Video: White house takes us back to school
updated 1/26/2006 7:05:00 PM ET 2006-01-27T00:05:00

The White House is trying to sell this so hard that it actually issued an official press release titled, “Setting the Record Straight, Charges of Domestic Spying.”

Look, your tax dollars in action.  Word wealth, SAT training class.  As a public service, COUNTDOWN will now review, and, where applicable, provide translations of the White House take on what “domestic” means versus what “international” means, and then we‘ll add a few bonus examples of our own.

Quoting, “Deputy Director Of National Intelligence General Michael Hayden,” semicolon; “One End Of Any Call Targeted Under This Program Is Always Outside The United States.”

This is the glass-is-half-full view of warrantless eavesdropping, much as if a U.S. soldier, who, like the average human male, has about 12 pints of blood in his body, would lose six of those pints.

Critics of the NSA terrorist surveillance program would say, That soldier is half empty.  The White House would remind you that that soldier is half full.

Anyway, the press release actually gives several examples of the differences between the meanings of these two words.  “Definition, Domestic Versus International.  Domestic Calls are calls inside the United States.  International Calls are calls either to or from the United States.”

And don‘t forget to deposit $2 for the first five minutes, and an extra $2 to cover the cost of the guy listening in at the NSA.

“Domestic Flights,” the White House reminds us, “are flights from one American city to another.  International Flights are flights to or from the United States.”

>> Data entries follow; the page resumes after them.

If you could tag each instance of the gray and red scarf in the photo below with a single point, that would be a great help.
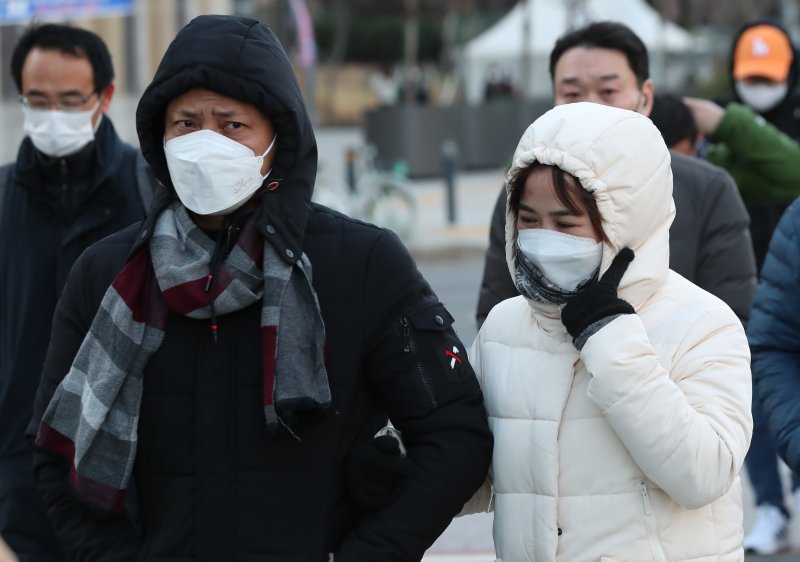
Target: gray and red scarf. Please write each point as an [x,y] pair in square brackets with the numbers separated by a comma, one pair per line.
[93,417]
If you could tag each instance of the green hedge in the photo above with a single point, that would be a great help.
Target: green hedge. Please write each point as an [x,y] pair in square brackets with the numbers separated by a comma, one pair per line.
[379,39]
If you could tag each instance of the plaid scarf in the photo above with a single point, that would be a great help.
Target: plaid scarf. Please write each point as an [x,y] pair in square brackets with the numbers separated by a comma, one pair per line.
[92,419]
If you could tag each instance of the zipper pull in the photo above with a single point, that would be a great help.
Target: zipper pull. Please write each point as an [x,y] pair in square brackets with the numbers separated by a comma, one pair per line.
[648,507]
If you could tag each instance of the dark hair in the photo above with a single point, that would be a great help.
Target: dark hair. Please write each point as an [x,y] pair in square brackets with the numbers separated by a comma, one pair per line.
[567,188]
[605,35]
[673,119]
[67,39]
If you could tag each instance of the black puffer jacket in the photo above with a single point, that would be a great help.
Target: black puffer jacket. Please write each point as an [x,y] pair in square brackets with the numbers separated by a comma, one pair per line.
[52,210]
[210,482]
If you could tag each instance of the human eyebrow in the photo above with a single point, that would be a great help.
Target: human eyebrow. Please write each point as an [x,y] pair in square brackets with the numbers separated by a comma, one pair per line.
[225,113]
[563,213]
[184,112]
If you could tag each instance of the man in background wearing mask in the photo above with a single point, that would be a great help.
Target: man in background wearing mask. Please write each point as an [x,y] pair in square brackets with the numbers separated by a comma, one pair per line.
[214,368]
[607,63]
[754,137]
[73,183]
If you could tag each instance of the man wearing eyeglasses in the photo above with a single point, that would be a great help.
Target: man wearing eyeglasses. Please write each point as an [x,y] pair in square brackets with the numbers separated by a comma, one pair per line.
[73,182]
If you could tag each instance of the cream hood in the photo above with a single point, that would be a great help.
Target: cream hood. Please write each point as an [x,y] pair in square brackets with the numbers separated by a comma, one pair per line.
[620,157]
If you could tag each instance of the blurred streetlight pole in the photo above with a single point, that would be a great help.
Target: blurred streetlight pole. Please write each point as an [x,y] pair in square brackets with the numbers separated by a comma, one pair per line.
[526,61]
[411,41]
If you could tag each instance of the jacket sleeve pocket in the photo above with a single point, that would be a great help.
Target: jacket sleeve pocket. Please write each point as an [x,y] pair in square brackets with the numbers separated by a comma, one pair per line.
[427,366]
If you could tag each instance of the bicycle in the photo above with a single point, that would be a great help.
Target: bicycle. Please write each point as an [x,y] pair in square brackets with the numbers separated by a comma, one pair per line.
[379,197]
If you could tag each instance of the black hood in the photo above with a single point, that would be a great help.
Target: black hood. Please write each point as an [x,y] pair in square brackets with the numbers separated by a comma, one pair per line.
[242,59]
[793,69]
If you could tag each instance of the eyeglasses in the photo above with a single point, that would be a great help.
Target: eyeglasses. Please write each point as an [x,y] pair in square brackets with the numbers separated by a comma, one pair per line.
[69,102]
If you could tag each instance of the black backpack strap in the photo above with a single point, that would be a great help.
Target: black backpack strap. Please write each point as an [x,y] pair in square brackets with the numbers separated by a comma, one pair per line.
[145,182]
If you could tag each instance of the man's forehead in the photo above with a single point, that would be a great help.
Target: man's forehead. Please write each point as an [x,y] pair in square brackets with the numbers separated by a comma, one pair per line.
[201,98]
[592,64]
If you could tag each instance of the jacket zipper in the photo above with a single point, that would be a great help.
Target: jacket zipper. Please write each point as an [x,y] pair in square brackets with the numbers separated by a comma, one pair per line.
[409,346]
[651,525]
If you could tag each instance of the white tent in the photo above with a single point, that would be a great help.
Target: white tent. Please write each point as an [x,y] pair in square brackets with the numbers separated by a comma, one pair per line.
[501,46]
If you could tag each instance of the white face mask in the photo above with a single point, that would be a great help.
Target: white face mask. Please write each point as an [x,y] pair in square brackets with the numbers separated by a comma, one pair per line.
[212,174]
[761,97]
[59,133]
[564,259]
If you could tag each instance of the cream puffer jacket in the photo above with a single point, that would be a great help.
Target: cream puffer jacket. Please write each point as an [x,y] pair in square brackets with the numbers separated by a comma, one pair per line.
[629,450]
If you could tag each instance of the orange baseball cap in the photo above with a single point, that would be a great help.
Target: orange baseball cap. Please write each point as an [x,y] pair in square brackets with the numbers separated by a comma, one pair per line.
[762,50]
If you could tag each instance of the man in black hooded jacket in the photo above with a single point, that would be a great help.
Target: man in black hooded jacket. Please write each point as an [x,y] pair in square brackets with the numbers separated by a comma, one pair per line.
[211,371]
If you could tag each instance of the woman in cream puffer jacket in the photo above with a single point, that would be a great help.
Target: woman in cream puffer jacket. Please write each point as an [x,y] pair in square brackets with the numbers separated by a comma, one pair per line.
[629,449]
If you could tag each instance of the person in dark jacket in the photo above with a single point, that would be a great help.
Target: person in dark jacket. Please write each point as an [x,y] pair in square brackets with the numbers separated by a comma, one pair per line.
[607,63]
[774,336]
[774,340]
[212,371]
[73,182]
[753,135]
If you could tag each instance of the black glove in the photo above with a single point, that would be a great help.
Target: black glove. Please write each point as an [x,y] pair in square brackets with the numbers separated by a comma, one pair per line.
[377,473]
[597,301]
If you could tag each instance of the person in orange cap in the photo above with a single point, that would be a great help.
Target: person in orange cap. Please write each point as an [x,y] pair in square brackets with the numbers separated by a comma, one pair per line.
[753,134]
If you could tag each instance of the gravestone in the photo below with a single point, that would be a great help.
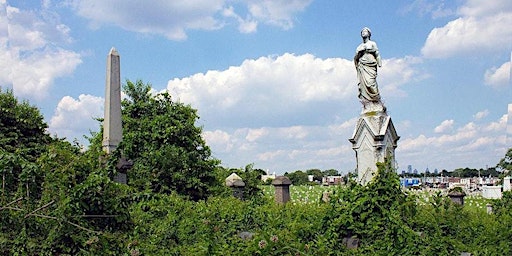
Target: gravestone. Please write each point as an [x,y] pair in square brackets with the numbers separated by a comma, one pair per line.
[374,139]
[506,182]
[489,208]
[457,197]
[112,127]
[112,124]
[282,189]
[236,184]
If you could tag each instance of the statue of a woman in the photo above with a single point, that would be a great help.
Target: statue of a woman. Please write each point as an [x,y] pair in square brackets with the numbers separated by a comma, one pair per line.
[366,60]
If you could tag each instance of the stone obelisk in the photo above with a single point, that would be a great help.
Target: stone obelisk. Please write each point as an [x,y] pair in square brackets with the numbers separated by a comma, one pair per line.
[112,127]
[375,138]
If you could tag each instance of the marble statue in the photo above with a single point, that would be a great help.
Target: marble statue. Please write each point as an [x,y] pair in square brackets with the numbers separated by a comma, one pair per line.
[366,60]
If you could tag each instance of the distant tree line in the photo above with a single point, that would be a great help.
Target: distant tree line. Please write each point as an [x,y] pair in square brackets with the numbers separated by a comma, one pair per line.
[300,177]
[459,172]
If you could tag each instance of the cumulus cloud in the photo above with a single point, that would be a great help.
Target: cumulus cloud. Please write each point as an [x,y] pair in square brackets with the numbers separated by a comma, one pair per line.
[445,126]
[481,114]
[173,18]
[477,143]
[498,77]
[275,90]
[477,28]
[74,117]
[285,148]
[434,8]
[31,56]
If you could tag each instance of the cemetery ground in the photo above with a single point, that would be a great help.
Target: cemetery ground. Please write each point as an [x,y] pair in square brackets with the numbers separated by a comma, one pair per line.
[57,198]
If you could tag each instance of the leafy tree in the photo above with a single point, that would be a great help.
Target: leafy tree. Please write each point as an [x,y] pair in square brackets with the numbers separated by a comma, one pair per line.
[317,174]
[167,149]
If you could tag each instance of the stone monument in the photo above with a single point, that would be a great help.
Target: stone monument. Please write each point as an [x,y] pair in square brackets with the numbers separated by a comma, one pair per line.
[112,125]
[374,138]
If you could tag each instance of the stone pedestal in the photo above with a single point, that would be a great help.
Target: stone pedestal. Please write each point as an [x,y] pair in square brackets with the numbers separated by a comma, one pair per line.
[282,189]
[112,127]
[374,140]
[236,184]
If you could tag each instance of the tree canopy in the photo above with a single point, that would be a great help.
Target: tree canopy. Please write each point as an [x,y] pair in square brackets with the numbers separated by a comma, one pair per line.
[161,137]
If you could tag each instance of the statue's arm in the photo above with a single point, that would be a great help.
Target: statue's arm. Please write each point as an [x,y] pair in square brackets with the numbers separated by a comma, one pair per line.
[377,57]
[376,54]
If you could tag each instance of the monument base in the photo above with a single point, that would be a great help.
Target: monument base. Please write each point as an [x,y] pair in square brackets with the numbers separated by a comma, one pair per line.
[374,140]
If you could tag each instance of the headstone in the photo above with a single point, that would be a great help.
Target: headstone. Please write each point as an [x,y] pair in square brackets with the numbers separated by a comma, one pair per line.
[457,197]
[326,196]
[351,242]
[374,138]
[282,189]
[489,208]
[245,235]
[506,182]
[112,128]
[236,184]
[112,125]
[491,192]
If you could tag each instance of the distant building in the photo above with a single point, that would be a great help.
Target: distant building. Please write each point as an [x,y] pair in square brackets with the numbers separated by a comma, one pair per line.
[268,176]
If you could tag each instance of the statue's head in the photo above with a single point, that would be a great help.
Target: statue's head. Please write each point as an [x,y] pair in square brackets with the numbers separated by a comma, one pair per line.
[366,32]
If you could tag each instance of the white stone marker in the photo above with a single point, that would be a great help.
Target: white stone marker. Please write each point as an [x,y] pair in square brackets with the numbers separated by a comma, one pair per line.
[112,128]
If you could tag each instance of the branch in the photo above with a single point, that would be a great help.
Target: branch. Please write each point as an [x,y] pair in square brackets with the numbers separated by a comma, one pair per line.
[13,202]
[42,207]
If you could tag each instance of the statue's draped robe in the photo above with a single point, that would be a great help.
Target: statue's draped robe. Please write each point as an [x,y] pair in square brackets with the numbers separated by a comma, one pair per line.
[367,76]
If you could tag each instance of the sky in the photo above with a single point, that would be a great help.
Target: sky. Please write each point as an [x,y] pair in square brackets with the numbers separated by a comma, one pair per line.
[273,80]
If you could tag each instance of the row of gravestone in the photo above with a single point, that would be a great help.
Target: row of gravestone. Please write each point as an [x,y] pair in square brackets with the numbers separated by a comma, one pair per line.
[281,185]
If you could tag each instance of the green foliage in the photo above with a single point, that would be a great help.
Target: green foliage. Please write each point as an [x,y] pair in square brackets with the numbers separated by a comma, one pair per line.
[377,214]
[160,136]
[297,178]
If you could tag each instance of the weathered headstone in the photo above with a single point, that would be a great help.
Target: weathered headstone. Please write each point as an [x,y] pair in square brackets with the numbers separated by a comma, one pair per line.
[457,196]
[112,125]
[489,208]
[351,242]
[374,138]
[506,183]
[236,184]
[282,189]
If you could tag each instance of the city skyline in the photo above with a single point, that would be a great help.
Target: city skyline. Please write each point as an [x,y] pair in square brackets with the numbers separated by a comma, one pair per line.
[274,81]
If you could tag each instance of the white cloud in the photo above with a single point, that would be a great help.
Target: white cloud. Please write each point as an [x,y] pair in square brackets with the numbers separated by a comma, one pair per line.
[73,118]
[275,90]
[481,114]
[437,9]
[31,56]
[446,125]
[285,148]
[498,77]
[173,18]
[482,26]
[477,144]
[32,75]
[277,12]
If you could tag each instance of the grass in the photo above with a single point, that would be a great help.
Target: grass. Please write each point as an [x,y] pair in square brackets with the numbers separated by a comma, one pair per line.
[312,194]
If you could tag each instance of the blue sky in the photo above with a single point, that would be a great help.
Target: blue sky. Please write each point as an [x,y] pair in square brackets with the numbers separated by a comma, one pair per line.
[273,80]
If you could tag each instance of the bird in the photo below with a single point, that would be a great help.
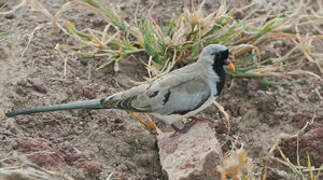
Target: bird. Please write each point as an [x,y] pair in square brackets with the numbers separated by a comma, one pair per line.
[179,94]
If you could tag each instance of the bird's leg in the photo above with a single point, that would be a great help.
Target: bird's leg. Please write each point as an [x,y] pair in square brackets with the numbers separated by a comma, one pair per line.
[188,125]
[184,129]
[149,124]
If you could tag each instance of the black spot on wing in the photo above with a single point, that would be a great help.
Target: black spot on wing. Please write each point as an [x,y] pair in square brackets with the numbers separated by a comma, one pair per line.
[154,94]
[166,97]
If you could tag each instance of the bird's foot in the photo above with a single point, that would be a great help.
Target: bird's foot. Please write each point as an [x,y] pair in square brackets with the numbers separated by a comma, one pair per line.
[149,124]
[199,118]
[184,129]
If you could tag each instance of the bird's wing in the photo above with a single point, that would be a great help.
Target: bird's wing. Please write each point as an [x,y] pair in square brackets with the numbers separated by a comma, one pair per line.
[177,92]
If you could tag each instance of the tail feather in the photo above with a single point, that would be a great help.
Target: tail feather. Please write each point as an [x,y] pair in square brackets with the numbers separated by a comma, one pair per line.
[89,104]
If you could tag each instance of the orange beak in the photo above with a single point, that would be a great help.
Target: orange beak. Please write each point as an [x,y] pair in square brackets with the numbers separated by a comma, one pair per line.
[228,62]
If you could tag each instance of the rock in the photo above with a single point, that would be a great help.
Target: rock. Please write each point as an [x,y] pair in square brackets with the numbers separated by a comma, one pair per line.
[193,155]
[30,172]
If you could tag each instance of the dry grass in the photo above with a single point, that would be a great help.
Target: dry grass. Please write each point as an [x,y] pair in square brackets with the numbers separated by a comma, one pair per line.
[183,38]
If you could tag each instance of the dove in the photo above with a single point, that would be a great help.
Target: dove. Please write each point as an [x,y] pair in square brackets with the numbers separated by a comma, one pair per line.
[178,94]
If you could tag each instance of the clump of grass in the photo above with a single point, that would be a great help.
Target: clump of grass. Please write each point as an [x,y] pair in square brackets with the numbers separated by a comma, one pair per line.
[184,36]
[303,172]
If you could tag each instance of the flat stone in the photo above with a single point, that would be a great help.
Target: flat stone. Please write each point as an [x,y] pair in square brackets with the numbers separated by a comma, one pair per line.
[193,155]
[31,172]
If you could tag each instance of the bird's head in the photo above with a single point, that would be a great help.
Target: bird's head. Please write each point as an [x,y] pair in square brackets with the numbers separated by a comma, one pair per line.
[216,55]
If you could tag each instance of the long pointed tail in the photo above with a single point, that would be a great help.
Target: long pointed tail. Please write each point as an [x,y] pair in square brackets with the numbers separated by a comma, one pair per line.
[89,104]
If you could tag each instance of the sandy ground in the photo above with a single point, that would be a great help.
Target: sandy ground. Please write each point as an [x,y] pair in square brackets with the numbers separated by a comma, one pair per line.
[93,144]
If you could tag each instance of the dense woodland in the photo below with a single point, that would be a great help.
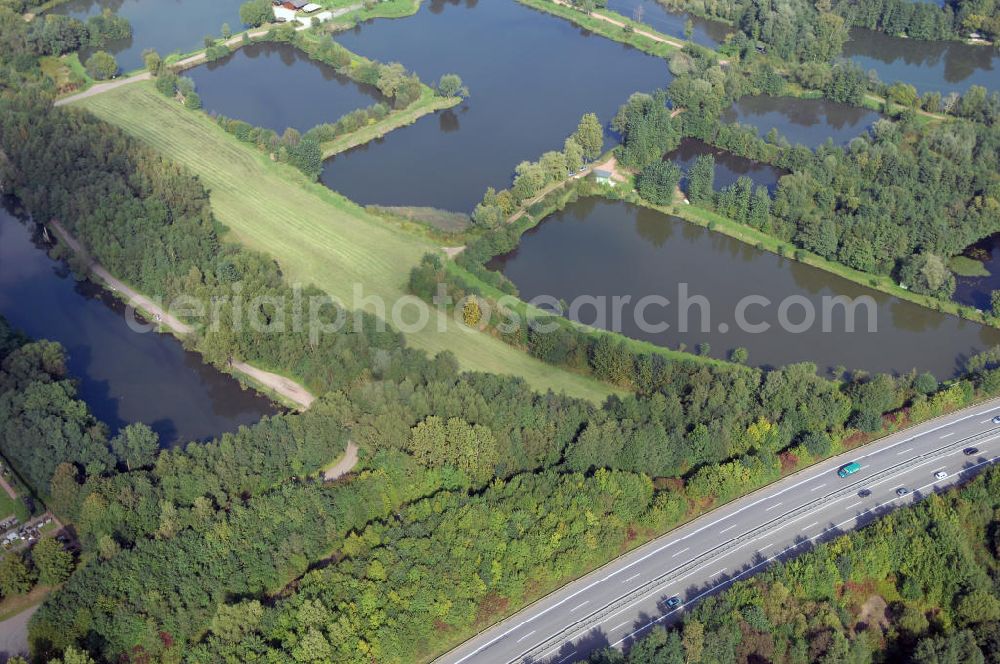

So what happens if I call a domestic airline about a flight to Europe, but they‘ve outsourced their reservation agents to India?  Is that a domestic call about an international flight, or an international call about a domestic flight?

Wait, there‘s more.  “Domestic Mail consists of letters and packages sent within the United States,” the press release reads.  “International Mail consists of letters and packages sent to or from the United States.”

And don‘t forget, we can not only open either kind, kind if we damn well feel like it, but if you‘re using an international stamp and we need it for our collection, we‘re keeping it.

One more item from the press release, “Domestic Commerce involves business within the United States.  International Commerce involves business between the United States and other countries.”

International commerce.  You know, the kind of stuff Jack Abramoff did for the --  Huh, leave Abramoff out of it?  Gotcha, sorry.

Well, anyway, if you‘re still not clear on this domestic-versus-international stuff, as promised, a couple of more definitions to help pull you through.

Domestic is an adjective describing your dog or cat or any other animal you have as a pet, like a tiger or a boa constrictor.  “The Internationale,” meanwhile, is the worldwide anthem of those socialists and communists.

Internationals are soccer players who play in countries in which they were not born.  Domestics is an old-timey kind of term for people who cleaned your house.

International is the kind of law that lets us take terror suspects to old Soviet-era gulags in Eastern Europe and beat the crap out of them, while domestic is the kind of wine they bottle in California.

Thank you for your attention.  Please pass your examination papers forward.